Start a script with higher than normal run priority

I have a problem relating to upgrading to 14.2. The system I have the problem with it not the system being upgraded. However, I moved to that system the services that usually run on the system being upgraded. This has caused a massive negative impact on performance. We did not experience this last week when the changes were made but this is clearly evident today.

What I want to do is to shutdown several non-essential jails to see if that improves the situation. The jails are managed with iocage. When I try to run iocage I get no response. For example iocage --help does not produce any output.

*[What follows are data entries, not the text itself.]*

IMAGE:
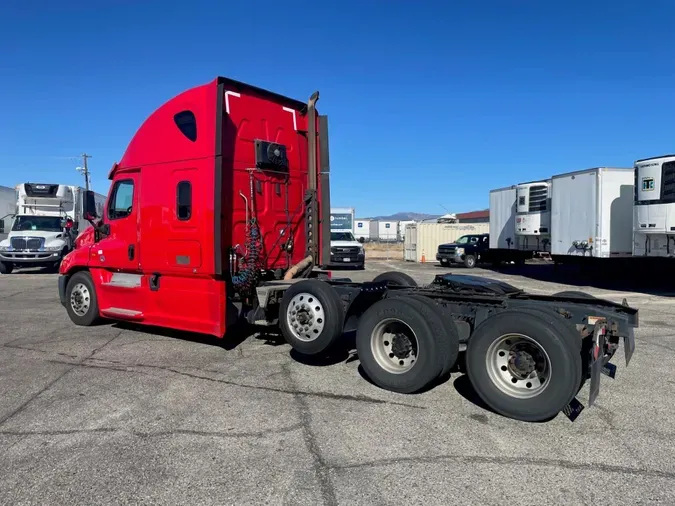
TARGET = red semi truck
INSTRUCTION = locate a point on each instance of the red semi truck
(219, 212)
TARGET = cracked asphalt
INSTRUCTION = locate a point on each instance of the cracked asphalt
(119, 414)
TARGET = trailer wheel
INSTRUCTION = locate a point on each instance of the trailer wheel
(469, 261)
(395, 278)
(82, 303)
(522, 366)
(397, 344)
(448, 340)
(311, 316)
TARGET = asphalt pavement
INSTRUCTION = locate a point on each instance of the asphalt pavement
(117, 414)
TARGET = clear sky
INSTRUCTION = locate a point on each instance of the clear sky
(430, 103)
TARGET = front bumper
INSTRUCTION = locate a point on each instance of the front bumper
(26, 258)
(450, 257)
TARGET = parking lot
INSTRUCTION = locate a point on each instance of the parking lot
(116, 414)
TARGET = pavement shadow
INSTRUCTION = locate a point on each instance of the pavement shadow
(344, 351)
(234, 337)
(617, 276)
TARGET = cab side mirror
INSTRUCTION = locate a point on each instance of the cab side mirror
(89, 206)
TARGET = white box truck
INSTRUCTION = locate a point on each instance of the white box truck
(592, 214)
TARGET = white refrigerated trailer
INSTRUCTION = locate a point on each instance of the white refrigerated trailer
(591, 213)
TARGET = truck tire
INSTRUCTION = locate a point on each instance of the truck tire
(395, 278)
(397, 344)
(469, 261)
(504, 384)
(448, 342)
(81, 300)
(311, 316)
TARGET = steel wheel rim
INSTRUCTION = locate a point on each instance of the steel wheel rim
(394, 346)
(508, 360)
(305, 317)
(80, 299)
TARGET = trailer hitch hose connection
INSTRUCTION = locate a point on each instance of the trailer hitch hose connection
(247, 278)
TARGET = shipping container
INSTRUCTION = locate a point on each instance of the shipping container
(7, 209)
(503, 218)
(387, 230)
(422, 239)
(402, 227)
(342, 219)
(592, 213)
(362, 230)
(374, 230)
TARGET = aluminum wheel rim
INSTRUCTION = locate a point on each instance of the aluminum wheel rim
(394, 346)
(305, 317)
(518, 366)
(80, 299)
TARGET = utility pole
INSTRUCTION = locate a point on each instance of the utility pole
(85, 170)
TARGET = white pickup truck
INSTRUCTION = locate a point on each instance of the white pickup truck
(346, 250)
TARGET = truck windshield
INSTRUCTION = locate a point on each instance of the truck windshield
(342, 236)
(43, 223)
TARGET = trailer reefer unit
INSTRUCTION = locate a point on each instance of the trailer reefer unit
(654, 207)
(503, 239)
(201, 232)
(342, 219)
(591, 214)
(7, 210)
(362, 230)
(533, 216)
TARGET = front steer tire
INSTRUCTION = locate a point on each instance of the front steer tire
(80, 293)
(317, 310)
(564, 366)
(400, 371)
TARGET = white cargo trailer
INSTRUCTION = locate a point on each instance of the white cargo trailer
(387, 230)
(362, 230)
(503, 218)
(7, 209)
(503, 241)
(592, 214)
(402, 225)
(654, 207)
(342, 219)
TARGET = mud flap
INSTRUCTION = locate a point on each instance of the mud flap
(629, 344)
(597, 354)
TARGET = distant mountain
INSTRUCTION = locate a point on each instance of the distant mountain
(404, 217)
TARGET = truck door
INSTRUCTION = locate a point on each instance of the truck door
(114, 259)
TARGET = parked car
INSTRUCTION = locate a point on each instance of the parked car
(467, 250)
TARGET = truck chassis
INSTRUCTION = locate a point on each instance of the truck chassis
(527, 356)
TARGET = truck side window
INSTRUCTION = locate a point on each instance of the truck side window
(121, 202)
(184, 200)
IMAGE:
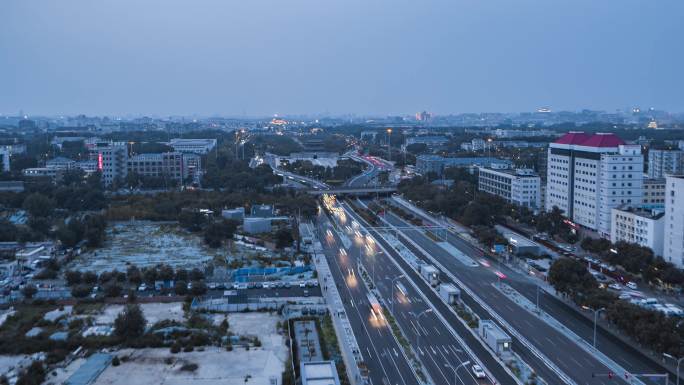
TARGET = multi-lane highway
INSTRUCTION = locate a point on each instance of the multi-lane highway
(574, 361)
(383, 356)
(440, 340)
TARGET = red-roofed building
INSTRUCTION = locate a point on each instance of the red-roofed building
(589, 174)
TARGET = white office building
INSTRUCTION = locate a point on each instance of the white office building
(673, 244)
(521, 187)
(196, 146)
(665, 162)
(640, 226)
(589, 175)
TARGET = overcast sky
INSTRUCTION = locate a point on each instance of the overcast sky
(262, 57)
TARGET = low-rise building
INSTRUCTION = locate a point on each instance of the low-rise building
(196, 146)
(521, 187)
(253, 225)
(637, 225)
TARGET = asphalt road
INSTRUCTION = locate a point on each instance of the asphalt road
(439, 350)
(382, 354)
(621, 352)
(570, 358)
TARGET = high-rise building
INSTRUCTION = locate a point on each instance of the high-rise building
(112, 161)
(673, 245)
(521, 187)
(588, 175)
(665, 162)
(640, 226)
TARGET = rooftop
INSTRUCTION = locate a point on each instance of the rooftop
(601, 139)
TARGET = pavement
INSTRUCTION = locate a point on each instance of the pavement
(566, 354)
(430, 336)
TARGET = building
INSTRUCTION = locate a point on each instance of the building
(112, 161)
(432, 142)
(435, 163)
(318, 373)
(236, 214)
(521, 187)
(61, 163)
(673, 244)
(589, 175)
(262, 211)
(195, 146)
(654, 193)
(636, 225)
(164, 165)
(41, 172)
(11, 186)
(665, 162)
(257, 225)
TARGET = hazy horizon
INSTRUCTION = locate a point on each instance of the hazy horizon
(176, 58)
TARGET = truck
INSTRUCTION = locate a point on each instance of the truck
(375, 307)
(430, 274)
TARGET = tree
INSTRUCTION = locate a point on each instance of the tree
(29, 291)
(283, 238)
(112, 289)
(218, 231)
(130, 323)
(73, 277)
(38, 205)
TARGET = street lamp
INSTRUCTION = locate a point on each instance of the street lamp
(389, 144)
(393, 299)
(418, 322)
(596, 313)
(679, 361)
(464, 363)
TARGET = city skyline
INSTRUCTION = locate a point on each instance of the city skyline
(261, 59)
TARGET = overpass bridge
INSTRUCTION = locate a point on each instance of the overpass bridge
(355, 191)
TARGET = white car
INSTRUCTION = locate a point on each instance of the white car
(615, 286)
(478, 372)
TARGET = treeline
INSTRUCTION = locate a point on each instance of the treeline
(650, 328)
(636, 260)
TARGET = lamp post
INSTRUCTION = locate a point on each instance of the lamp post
(393, 299)
(389, 144)
(679, 361)
(462, 364)
(418, 320)
(596, 313)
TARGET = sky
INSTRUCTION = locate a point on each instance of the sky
(363, 57)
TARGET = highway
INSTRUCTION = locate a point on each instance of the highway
(574, 361)
(382, 354)
(625, 355)
(438, 349)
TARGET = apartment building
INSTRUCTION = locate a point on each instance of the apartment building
(590, 174)
(673, 244)
(112, 161)
(654, 193)
(665, 162)
(521, 187)
(196, 146)
(637, 225)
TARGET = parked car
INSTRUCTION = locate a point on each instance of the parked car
(478, 372)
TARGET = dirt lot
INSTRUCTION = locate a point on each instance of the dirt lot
(146, 244)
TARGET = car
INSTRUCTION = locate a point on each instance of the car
(615, 286)
(478, 372)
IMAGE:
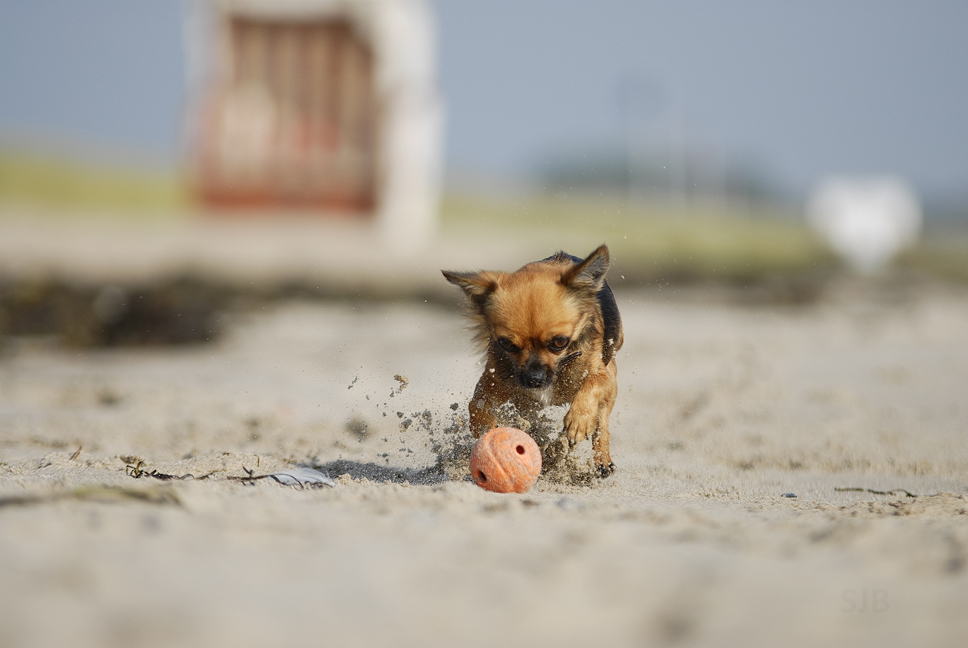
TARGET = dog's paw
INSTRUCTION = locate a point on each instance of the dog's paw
(604, 470)
(578, 427)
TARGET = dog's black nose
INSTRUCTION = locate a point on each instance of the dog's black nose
(534, 377)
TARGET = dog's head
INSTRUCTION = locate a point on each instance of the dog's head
(538, 319)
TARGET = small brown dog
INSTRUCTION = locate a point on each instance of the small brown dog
(551, 330)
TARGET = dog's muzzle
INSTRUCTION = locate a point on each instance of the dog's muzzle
(534, 375)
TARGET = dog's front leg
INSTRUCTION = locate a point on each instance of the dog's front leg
(589, 414)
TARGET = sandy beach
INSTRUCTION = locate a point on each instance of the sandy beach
(787, 476)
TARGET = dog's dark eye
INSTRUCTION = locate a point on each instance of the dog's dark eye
(558, 343)
(507, 345)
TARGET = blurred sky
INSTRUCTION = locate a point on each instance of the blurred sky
(798, 89)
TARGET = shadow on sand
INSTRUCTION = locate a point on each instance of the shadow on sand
(375, 472)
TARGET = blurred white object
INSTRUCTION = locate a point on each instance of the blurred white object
(302, 476)
(866, 221)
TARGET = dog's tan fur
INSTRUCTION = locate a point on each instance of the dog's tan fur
(543, 329)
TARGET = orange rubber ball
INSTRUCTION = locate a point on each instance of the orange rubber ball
(506, 460)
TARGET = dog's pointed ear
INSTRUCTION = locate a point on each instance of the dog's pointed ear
(475, 285)
(589, 274)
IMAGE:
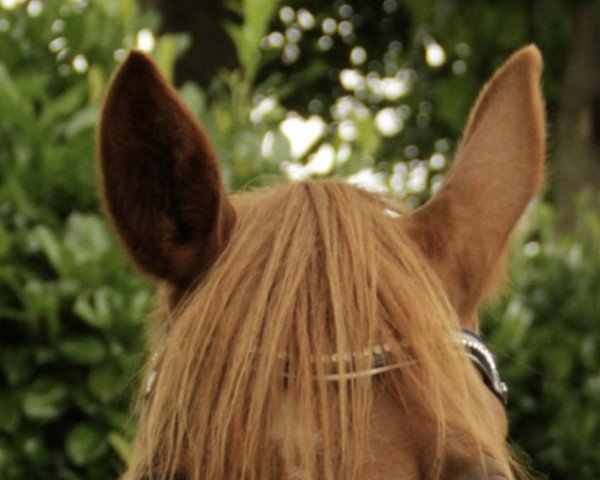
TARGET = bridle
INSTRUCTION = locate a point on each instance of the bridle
(485, 361)
(475, 346)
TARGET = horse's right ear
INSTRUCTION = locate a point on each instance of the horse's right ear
(160, 178)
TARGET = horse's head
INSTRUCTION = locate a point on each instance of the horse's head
(308, 333)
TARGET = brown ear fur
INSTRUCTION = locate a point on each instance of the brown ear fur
(160, 178)
(464, 230)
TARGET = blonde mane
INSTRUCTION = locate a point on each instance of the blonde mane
(279, 303)
(310, 270)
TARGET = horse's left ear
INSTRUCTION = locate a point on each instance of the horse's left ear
(464, 229)
(160, 177)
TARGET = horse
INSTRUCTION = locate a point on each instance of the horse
(313, 330)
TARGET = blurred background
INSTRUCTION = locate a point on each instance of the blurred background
(376, 92)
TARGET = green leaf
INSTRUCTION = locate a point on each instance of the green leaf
(17, 364)
(10, 414)
(44, 400)
(121, 445)
(106, 382)
(85, 443)
(84, 350)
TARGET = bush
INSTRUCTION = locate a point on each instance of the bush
(547, 334)
(70, 309)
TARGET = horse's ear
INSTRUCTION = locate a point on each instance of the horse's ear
(498, 169)
(160, 177)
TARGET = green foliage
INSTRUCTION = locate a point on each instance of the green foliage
(547, 335)
(70, 310)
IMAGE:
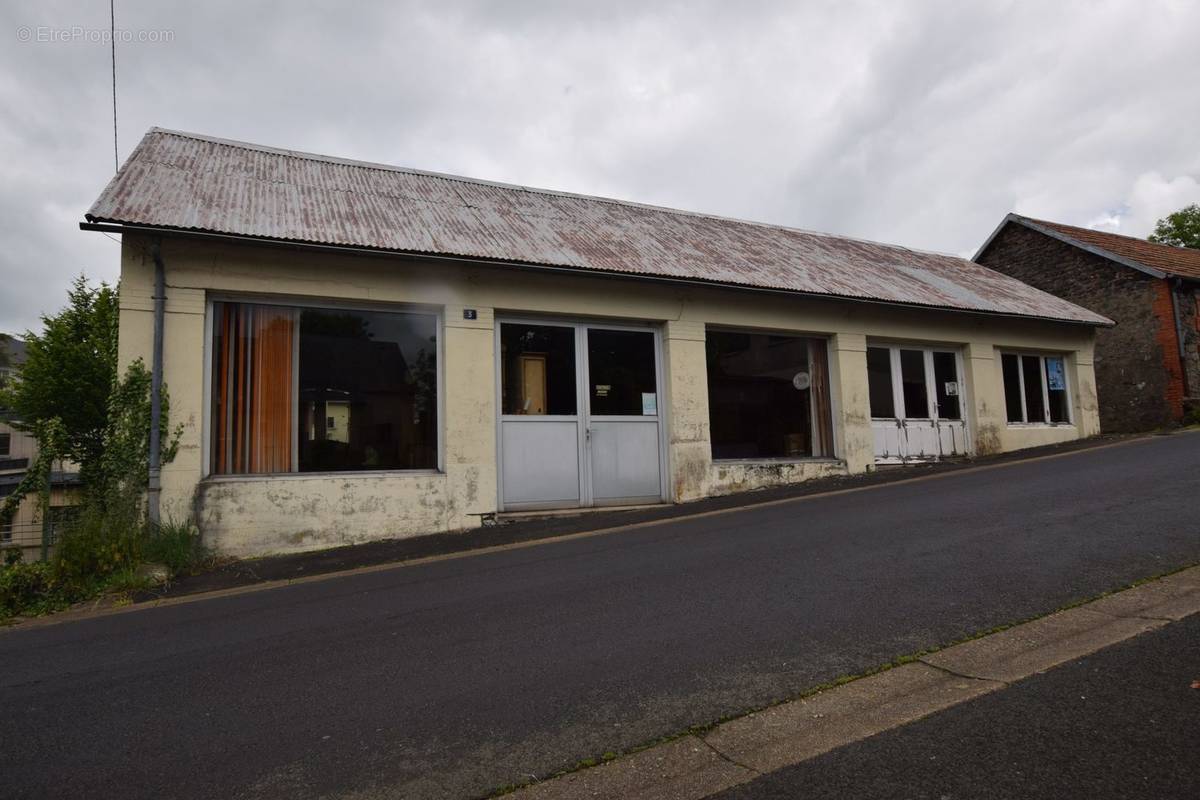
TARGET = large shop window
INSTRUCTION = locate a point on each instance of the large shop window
(1036, 389)
(303, 390)
(768, 396)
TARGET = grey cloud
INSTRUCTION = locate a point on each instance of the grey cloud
(919, 124)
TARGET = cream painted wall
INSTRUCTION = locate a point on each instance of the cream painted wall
(261, 515)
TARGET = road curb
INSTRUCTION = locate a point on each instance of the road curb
(701, 764)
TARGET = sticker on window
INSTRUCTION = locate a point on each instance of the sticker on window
(1056, 379)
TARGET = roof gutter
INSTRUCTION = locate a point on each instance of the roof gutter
(119, 228)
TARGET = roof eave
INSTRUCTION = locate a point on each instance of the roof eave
(118, 227)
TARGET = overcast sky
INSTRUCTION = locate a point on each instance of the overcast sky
(919, 124)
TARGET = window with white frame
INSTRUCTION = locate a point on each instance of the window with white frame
(1036, 389)
(299, 390)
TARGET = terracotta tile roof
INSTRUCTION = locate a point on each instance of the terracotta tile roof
(1181, 262)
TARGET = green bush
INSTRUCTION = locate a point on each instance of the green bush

I want to see if increasing the run priority of iocage submitted from the cli would obtain a better response time. SO, how would one do this from a session? Is it possible?
 
I have a problem relating to upgrading to 14.2.
That would certainly be problematic, because 14.2 hasn't been released yet.

The system I have the problem with it not the system being upgraded. However, I moved to that system the services that usually run on the system being upgraded.
I'm thoroughly confused. You have problems with a system but it's not the system you upgraded? Then why do you think the issues are caused by the upgrade?
 
I have an overloaded system consequential to putting things on it that used to run on the system that is being updated (to14.1). These things are all iocage managed jails. I am trying to stop some of the less critical jails in an effort to improve performance of the ones that remain. I want to run iocage --help at a higher priority in order to see if I get a response. If I do then I will use the same technique to shutdown some of the jails.

This situation is partially the result of the inordinate amount of time it takes to upgrade jails from 13.2 to 14.1. the "second installing updates" literally takes hours, which is ridiculous on an unloaded system with two cpu's. It is taking far longer than it should to be able to move things back.

Be that as it may, that was one of the anticipated problems which prompted the move of all the jails off that system.
 
Yes it is possible. But top shows this:

Code:
last pid: 63586;  load averages:  0.79,  0.93,  1.01         up 191+02:32:14 12:53:11
718 processes: 2 running, 714 sleeping, 2 zombie
CPU:  3.3% user,  0.0% nice, 17.0% system,  0.1% interrupt, 79.6% idle
Mem: 1349M Active, 11G Inact, 5155M Laundry, 11G Wired, 2382M Free
ARC: 3385M Total, 1458M MFU, 284M MRU, 38M Anon, 37M Header, 1567M Other
     331M Compressed, 1392M Uncompressed, 4.20:1 Ratio
Swap: 32G Total, 519M Used, 31G Free, 1% Inuse

Which does not reveal (to me) any sign of memory pressure (13.G active 11G inactive). ARC looks a bit odd (again to me) but 14.5G frequently used and 0.28G most recent used do not seem excessive.
 
Hmmm, 17% system cpu time on an otherwise idle machine.

You can run a command with higher priority with nice(1), but that won't do anything if you are waiting on a system call.

What I would do is use truss on the iocage command to find out which system call it is hanging on.
 
No, I did not make myself sufficiently clear. The top summary given above is from the overloaded host. That is the one that iocage is running the jails on. The other host is simply performing an upgrade to a jail. Said update has at this point (15:27EDT) been running since 09:00 EDT with nothing else on that box. Its top summary is this:
Code:
last pid: 23984;  load averages:  0.27,  0.27,  0.20          up 4+19:26:25  15:28:40
76 processes:  1 running, 75 sleeping
CPU:  0.3% user,  0.0% nice,  2.3% system,  0.5% interrupt, 97.0% idle
Mem: 34M Active, 2536M Inact, 101M Laundry, 27G Wired, 1588M Free
ARC: 23G Total, 14G MFU, 7446M MRU, 4726K Anon, 433M Header, 1182M Other
     19G Compressed, 46G Uncompressed, 2.34:1 Ratio
Swap: 8192M Total, 8192M Free

I do not know what the issue is. However, python39 shows up in the top process list a very large number of times.